Species and Appearance: There are currently 3 living species of koala: The Brown Koala, the Gray Koala, and the Gray Brown Koala. A koala is typically 2-3 feet tall when they are fully grown, and their average length is between 27-36 inches in length. The weight of a koala usually depends on the species and where they live. For an average adult, the animal can weigh about 12 – 33 pounds. Female koalas typically weigh less, and are a bit smaller than the males, measuring 10 – 22 pounds. These weights vary in between species. Average northern koalas weigh about 10 -19 pounds while the southern koalas, typically, weigh about 15-29 pounds and are 30% larger than their northern counterparts.

Habitats and Locations: The koala has been known to live in the eastern, and southeastern, areas of Australia. Their habitats are located in Victoria, Queensland State, South Australia, New South Wales. The koala is known to be found in the tall, open, eucalyptus forests, also known as gum trees, and is the only place they live near in the wild.

Survival and Behavior: All koalas are known to have thick woolly fur that protects them from high and low temperatures. Physically, they almost look the same except for their fur color and size. Their bodies are well suited for living in the eucalyptus trees and have been known to be master climbers. Their skin has a tough texture on the soles of their feet and are equipped with long claws, both front and hind paws, for strong grips around the branches. The koala also has strong muscles in their thighs that support their bodies when climbing. The thick fur on their bottoms has a special pad called cartilaginous. This is to help cushion the animal’s positions at the base of their spines so they can sit comfortably on the tree’s branches for hours without any trouble. Koalas are nocturnal, meaning they sleep in the day, and are active at night. However, they have been known to sleep during the night sometimes as koalas typically sleep for about 18-20 hours a day, depending on the species. Koalas have been known to have poor eyesight, so they always rely on their other senses, such as hearing and smelling, to help them detect any incoming danger, around the area. They are gifted with a keen sense of smell so sensitive it helps to find other koalas along with their favorite food tree. They are social animals, meaning they always live together in groups and are rare to migrate which makes them highly territorial of their homes.

 Diet and Predators: Koala’s are herbivores meaning they strictly eat plants. Their main diet is eating the leaves off the eucalyptus tree that makes up its home; these leaves are known as eucalyptus leaves. A koala’s natural predators range include wild dogs, dingoes, and monitor lizards. When koalas are up in their trees, they are safe from the ground predators. However, they are able to be attacked by winged predators such as large owls and wedge-tailed eagles. There are even snakes, like the python, that would devour koala as its prey when it slithers up the trees.

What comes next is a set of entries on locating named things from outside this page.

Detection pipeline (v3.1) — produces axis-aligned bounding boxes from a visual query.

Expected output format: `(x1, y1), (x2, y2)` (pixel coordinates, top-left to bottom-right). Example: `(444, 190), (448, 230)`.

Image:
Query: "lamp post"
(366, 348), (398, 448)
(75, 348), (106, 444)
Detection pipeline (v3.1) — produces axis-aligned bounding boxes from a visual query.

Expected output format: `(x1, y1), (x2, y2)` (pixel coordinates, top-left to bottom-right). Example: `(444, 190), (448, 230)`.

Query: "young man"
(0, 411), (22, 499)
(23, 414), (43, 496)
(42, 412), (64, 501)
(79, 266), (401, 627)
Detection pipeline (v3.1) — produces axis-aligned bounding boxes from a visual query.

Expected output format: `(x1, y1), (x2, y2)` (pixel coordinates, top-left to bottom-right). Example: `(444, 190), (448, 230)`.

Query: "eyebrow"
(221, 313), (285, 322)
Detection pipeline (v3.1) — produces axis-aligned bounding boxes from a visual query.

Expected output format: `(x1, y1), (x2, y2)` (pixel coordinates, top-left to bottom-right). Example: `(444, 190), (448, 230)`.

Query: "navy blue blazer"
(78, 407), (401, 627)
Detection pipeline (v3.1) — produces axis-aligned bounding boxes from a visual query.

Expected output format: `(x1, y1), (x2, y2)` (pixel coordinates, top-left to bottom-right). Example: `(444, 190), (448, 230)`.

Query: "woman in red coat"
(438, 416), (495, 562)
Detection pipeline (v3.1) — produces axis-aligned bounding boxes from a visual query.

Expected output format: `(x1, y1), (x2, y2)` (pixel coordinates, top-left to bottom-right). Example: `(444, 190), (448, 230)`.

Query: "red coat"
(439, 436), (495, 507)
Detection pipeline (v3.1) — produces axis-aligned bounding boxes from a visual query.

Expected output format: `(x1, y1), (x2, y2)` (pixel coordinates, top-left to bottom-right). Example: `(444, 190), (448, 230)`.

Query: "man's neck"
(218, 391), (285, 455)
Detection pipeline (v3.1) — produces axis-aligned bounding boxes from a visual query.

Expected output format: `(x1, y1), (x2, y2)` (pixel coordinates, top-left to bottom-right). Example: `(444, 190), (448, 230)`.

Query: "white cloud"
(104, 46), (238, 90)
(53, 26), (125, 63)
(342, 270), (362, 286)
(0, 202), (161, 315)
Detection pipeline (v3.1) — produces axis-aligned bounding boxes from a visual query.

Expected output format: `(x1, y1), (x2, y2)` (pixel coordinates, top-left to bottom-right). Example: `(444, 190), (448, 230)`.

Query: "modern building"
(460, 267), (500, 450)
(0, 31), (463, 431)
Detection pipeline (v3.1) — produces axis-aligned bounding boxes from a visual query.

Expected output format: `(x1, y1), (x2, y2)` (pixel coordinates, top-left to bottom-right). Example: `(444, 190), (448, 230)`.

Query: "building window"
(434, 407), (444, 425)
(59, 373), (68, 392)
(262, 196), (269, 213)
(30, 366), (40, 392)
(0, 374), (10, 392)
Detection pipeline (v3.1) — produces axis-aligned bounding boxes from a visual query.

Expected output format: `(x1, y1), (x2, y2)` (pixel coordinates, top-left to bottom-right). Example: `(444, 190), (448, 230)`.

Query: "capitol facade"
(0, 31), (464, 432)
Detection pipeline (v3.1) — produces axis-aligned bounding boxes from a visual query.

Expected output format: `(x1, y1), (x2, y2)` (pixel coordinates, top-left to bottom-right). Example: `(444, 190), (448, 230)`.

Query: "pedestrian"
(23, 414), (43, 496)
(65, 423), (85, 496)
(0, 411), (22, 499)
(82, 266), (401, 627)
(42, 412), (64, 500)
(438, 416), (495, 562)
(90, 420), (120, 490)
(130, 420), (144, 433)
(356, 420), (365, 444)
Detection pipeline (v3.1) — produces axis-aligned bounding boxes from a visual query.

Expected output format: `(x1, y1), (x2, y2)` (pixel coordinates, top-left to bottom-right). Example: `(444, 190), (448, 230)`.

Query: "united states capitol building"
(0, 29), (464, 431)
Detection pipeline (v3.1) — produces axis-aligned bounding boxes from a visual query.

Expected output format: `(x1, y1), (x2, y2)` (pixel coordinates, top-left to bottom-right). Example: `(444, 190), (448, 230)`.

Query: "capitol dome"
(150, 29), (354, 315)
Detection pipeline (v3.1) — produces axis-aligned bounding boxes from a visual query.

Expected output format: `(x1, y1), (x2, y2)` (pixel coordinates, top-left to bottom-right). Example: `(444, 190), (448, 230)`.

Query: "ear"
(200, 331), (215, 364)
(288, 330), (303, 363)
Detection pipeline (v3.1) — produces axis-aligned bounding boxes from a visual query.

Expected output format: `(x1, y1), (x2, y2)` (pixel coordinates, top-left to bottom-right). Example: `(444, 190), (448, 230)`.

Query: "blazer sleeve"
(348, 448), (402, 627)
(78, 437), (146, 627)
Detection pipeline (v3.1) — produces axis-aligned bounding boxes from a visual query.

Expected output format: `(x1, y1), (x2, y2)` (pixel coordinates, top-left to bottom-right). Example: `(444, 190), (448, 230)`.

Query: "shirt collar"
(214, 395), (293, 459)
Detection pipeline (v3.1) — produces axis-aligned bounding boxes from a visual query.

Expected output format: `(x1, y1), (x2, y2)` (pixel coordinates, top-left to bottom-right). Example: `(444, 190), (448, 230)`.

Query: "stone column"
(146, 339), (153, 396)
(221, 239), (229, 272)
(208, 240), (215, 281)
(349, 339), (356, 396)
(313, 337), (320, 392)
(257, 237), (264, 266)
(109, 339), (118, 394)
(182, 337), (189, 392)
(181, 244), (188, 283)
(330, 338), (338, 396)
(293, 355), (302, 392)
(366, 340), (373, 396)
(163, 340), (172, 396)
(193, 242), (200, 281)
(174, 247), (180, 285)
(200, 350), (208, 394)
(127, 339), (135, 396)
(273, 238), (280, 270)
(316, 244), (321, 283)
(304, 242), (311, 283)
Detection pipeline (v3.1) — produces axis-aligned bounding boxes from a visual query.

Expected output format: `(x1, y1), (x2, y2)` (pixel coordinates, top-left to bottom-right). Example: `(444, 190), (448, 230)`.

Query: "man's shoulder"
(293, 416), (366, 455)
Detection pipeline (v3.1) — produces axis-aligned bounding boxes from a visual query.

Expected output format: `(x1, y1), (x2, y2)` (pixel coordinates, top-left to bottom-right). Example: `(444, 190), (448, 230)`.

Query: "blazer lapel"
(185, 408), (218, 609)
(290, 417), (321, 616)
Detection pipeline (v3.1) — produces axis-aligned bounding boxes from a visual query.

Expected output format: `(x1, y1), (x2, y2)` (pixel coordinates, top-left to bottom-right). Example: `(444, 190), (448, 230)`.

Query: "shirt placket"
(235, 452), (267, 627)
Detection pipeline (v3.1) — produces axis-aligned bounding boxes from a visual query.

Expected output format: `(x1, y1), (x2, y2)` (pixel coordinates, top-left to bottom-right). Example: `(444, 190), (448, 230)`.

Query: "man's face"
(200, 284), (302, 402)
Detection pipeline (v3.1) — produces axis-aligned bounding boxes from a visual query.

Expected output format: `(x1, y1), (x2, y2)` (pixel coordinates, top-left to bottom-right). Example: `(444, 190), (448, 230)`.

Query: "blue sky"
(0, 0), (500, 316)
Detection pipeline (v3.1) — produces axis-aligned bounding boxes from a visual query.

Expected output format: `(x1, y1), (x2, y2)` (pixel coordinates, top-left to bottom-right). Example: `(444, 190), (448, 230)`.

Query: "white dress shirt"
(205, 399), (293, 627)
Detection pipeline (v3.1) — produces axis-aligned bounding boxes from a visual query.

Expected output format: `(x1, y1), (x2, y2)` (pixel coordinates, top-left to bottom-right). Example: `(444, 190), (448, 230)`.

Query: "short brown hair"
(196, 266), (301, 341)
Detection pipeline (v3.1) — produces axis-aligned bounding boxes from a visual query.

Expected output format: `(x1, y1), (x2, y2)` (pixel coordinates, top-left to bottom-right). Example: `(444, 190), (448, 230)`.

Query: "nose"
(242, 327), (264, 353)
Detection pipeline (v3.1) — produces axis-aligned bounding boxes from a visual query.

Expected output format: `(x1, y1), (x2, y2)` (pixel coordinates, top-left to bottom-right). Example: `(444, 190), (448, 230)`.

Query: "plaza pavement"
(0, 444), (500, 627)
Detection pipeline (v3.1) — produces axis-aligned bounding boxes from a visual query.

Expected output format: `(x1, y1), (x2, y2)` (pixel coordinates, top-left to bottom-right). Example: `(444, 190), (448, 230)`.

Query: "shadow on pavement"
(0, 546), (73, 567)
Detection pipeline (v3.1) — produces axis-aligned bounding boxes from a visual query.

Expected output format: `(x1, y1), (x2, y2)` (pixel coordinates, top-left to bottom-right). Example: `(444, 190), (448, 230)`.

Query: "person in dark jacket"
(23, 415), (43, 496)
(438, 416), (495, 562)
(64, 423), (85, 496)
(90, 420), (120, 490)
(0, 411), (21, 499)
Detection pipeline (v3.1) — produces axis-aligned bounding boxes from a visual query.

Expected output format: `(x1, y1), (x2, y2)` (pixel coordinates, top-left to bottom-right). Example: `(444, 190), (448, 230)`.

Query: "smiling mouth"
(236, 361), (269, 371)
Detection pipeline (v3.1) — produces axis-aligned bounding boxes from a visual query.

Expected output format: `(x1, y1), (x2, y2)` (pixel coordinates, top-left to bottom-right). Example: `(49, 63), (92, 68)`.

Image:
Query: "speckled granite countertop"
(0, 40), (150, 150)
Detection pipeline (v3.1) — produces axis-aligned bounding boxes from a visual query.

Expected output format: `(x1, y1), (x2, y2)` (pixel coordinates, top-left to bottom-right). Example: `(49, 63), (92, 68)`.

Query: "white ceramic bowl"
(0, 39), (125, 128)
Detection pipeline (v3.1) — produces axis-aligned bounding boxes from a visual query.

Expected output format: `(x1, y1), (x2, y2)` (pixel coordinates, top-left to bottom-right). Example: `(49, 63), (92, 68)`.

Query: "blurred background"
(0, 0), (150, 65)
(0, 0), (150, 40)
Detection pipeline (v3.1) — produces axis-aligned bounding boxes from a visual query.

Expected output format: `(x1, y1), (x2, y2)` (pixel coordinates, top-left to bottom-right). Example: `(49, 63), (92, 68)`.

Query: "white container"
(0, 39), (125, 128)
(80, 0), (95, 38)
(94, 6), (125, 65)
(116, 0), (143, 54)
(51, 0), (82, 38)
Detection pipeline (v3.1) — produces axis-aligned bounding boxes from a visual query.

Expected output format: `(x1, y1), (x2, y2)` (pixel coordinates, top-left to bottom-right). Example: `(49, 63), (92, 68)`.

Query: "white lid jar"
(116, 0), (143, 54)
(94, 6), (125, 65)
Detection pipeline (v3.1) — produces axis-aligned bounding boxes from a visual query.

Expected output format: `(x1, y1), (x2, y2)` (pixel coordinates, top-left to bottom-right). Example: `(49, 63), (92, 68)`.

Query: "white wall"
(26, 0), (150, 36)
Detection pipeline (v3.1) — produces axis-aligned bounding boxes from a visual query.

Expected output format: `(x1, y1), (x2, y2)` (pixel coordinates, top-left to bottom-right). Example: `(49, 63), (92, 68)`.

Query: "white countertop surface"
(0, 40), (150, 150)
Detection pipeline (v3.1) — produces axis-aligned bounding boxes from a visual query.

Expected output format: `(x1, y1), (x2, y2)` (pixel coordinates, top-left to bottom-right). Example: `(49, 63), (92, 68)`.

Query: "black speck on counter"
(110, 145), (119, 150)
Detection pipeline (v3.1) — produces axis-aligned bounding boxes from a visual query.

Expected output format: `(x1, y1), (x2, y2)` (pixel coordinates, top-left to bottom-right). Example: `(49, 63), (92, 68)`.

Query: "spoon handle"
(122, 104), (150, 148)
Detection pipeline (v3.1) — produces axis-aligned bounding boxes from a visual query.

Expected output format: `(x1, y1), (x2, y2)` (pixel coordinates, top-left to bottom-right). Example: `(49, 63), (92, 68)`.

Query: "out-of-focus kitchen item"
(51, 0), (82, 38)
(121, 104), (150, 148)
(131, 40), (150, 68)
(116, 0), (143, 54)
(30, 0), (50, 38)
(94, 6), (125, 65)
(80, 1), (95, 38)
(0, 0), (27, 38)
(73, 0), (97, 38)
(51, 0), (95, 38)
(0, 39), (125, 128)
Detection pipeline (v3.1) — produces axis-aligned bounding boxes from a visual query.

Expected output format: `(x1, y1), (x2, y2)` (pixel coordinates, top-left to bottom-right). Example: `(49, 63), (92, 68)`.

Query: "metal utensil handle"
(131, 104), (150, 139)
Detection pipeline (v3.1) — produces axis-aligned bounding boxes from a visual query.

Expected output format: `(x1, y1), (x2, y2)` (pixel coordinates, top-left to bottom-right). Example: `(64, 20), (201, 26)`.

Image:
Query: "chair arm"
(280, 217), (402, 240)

Breeding and Lifespan: A koalas’ mating season starts from August to February and causes the animal to become more active than normal. When the breeding starts, the female koalas are pregnant for 30-36 days and they usually breed one baby each year. However, they are slow breeders and some females may not produce for 2-3 years. When they do, baby koalas are known as joeys and they crawl inside of their mother’s pouch right after they are born. They are incredibly tiny, only two centimeters long, and stay in the pouch for six months being nursed by the mother’s teat until they are developed. Joeys are born underdeveloped, meaning they have no hair or ears and are blind. In the wild Koalas can live up to 13-18 years, but in captivity they can live for more than 18 years with one reaching 25 years.